Recording real lives

A new initiative has been launched, initially in Birmingham, which aims to encourage and enable disconnected people to directly influence how health and social care policy is determined.
The Impact Assessment App project will focus on developing and refining a tool that works as an app, which will allow frontline workers in a charity and a social enterprise to capture information about how they are helping people – in the words of the people being helped. This frank ‘straight from the streets’ feedback will also help service providers and policy makers alike to more easily identify any gaps in service provision.
A direct and daily influence
The project is being run by Podnosh, a company that uses ‘social media for social good’, employing web-based technology to help change the way that the public and the public sector talk to each other.

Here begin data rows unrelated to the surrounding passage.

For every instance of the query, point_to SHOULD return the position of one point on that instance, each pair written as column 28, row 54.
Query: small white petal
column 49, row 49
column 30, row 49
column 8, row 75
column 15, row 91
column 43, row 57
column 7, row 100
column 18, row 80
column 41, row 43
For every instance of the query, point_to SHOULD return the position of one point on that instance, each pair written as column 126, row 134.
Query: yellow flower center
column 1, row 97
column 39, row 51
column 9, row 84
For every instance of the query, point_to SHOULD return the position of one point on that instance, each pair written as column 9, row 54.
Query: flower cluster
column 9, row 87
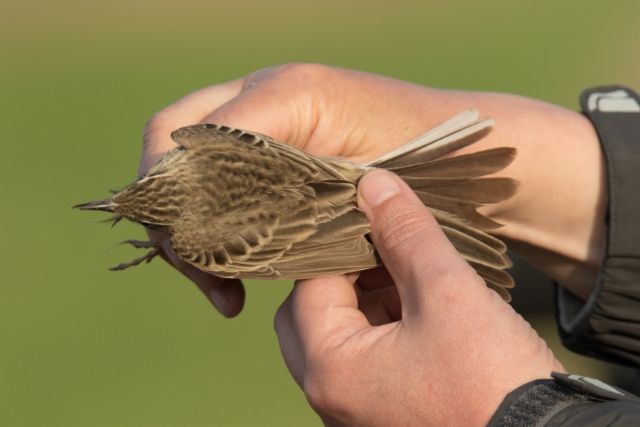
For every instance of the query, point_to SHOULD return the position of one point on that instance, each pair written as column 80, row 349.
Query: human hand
column 439, row 348
column 553, row 221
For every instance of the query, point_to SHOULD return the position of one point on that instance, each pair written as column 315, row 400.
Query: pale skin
column 435, row 346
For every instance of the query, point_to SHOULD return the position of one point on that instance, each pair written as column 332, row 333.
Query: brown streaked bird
column 239, row 204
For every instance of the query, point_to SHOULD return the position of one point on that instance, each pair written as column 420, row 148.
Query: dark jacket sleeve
column 607, row 326
column 568, row 401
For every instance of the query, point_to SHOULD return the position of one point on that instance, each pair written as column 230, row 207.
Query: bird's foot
column 157, row 250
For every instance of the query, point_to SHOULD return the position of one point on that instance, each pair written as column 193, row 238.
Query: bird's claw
column 157, row 250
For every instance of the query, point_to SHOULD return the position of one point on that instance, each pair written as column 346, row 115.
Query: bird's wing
column 275, row 233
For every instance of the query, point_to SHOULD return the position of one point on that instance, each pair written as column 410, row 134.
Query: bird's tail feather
column 453, row 188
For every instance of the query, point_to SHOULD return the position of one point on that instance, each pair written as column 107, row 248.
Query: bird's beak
column 106, row 205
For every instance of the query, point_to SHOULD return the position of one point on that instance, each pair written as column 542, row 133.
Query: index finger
column 191, row 109
column 325, row 313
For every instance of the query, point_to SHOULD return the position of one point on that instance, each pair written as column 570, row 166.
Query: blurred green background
column 81, row 346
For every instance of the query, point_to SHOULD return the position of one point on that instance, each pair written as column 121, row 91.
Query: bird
column 239, row 204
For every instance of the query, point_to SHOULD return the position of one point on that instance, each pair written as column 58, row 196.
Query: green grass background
column 81, row 346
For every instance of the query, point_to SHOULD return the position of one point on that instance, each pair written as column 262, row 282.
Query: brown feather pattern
column 239, row 204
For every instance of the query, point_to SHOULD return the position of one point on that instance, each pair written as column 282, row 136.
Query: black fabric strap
column 567, row 400
column 607, row 326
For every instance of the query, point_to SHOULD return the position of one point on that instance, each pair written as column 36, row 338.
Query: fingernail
column 376, row 187
column 218, row 299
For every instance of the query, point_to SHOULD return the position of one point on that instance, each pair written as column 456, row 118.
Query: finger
column 226, row 295
column 376, row 278
column 189, row 110
column 273, row 104
column 415, row 251
column 288, row 341
column 325, row 313
column 382, row 306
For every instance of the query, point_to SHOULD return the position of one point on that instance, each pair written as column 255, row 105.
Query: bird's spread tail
column 454, row 187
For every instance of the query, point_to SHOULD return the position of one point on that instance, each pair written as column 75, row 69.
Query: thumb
column 410, row 242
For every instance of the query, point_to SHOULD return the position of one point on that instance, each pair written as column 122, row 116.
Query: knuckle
column 303, row 73
column 327, row 381
column 155, row 124
column 404, row 224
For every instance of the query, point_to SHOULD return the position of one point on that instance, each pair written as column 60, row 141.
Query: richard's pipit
column 242, row 205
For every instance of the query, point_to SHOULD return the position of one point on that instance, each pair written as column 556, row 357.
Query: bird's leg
column 140, row 244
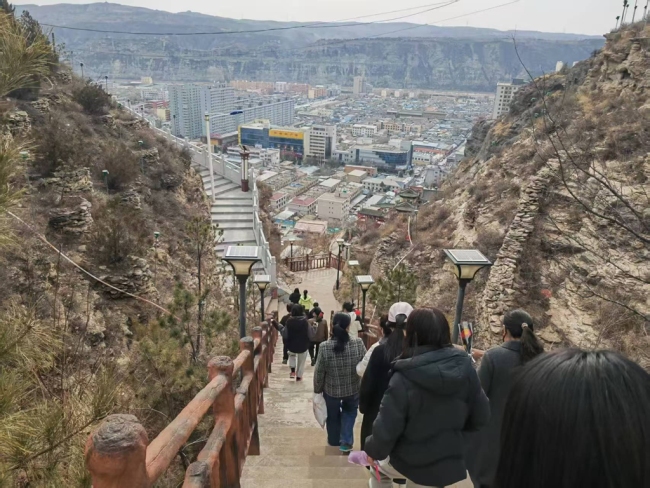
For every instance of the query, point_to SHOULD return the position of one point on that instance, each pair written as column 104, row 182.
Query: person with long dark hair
column 433, row 397
column 295, row 296
column 577, row 419
column 375, row 380
column 297, row 338
column 497, row 371
column 336, row 378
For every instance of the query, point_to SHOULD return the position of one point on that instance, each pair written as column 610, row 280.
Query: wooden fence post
column 260, row 372
column 116, row 453
column 252, row 397
column 223, row 409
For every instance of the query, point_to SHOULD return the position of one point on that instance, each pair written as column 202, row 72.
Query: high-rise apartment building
column 189, row 103
column 359, row 86
column 277, row 112
column 185, row 110
column 505, row 94
column 320, row 142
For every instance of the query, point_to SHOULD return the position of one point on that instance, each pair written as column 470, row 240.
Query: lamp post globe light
column 467, row 262
column 242, row 259
column 364, row 282
column 262, row 282
column 341, row 244
column 353, row 264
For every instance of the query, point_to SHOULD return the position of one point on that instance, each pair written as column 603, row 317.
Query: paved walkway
column 294, row 451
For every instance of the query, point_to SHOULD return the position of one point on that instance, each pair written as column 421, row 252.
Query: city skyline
column 580, row 17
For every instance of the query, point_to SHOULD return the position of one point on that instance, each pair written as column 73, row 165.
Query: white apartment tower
column 185, row 110
column 189, row 103
column 320, row 142
column 504, row 96
column 359, row 86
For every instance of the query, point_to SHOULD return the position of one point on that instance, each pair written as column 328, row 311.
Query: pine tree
column 7, row 7
column 399, row 285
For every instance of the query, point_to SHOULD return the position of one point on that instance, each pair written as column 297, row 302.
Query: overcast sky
column 578, row 16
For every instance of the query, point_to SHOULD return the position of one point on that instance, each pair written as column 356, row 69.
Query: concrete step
column 234, row 217
column 231, row 209
column 304, row 483
column 221, row 189
column 306, row 473
column 222, row 246
column 248, row 224
column 234, row 196
column 218, row 183
column 238, row 235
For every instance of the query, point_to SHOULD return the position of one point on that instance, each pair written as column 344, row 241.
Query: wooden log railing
column 311, row 261
column 118, row 453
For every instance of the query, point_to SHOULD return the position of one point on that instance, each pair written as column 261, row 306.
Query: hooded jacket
column 307, row 302
column 432, row 398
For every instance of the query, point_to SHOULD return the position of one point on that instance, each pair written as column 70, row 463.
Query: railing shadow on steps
column 118, row 453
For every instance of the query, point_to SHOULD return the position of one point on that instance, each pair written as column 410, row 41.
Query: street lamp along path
column 364, row 282
column 467, row 262
column 242, row 259
column 262, row 282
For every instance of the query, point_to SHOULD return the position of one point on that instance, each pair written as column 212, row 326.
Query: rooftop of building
column 330, row 183
column 331, row 197
column 278, row 195
column 302, row 201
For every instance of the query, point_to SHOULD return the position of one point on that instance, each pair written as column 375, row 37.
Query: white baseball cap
column 400, row 308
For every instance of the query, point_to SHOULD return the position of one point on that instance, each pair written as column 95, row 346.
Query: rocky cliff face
column 444, row 64
column 445, row 58
column 556, row 196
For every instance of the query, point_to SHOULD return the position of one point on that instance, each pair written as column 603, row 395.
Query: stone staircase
column 294, row 451
column 232, row 210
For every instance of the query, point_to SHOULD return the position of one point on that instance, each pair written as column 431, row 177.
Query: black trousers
column 313, row 350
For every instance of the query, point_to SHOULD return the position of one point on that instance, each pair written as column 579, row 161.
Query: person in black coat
column 433, row 397
column 496, row 373
column 297, row 339
column 295, row 296
column 375, row 379
column 279, row 327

Although it is aware that a single innovation won’t solve far greater social care issues, Podnosh hopes that the Impact Assessment App will start the journey by helping third sector organisations to save money at the same time as capturing the many unintended outcomes of their work and presenting them in a practically usable way to policy decision makers.
By establishing a flow of information from local living rooms and streets and turning that into useful information to help policy makers shape what they do, the company expects that enterprising third sector organisations will thrive and win more useful and better contracts to improve people’s lives.
Building on real experiences
Ultimately, the app has the potential to effectively shift the culture and method of public sector consultation. Using a simple tool to measure the impact of third sector organisations means that policy will be built on the real experiences of the disconnected and disadvantaged, as actually recorded in the daily work of community health teams.
The Impact Assessment App will allow workers on the ground to record free text of how their clients say they are being helped and connect that to simple video and audio stories that document the difference they make and the gaps in services that are being identified. This content will then be analysed for trends and intended and unintended consequences, with the resulting combined and cohesive data presented to policy makers in a clear and usable way.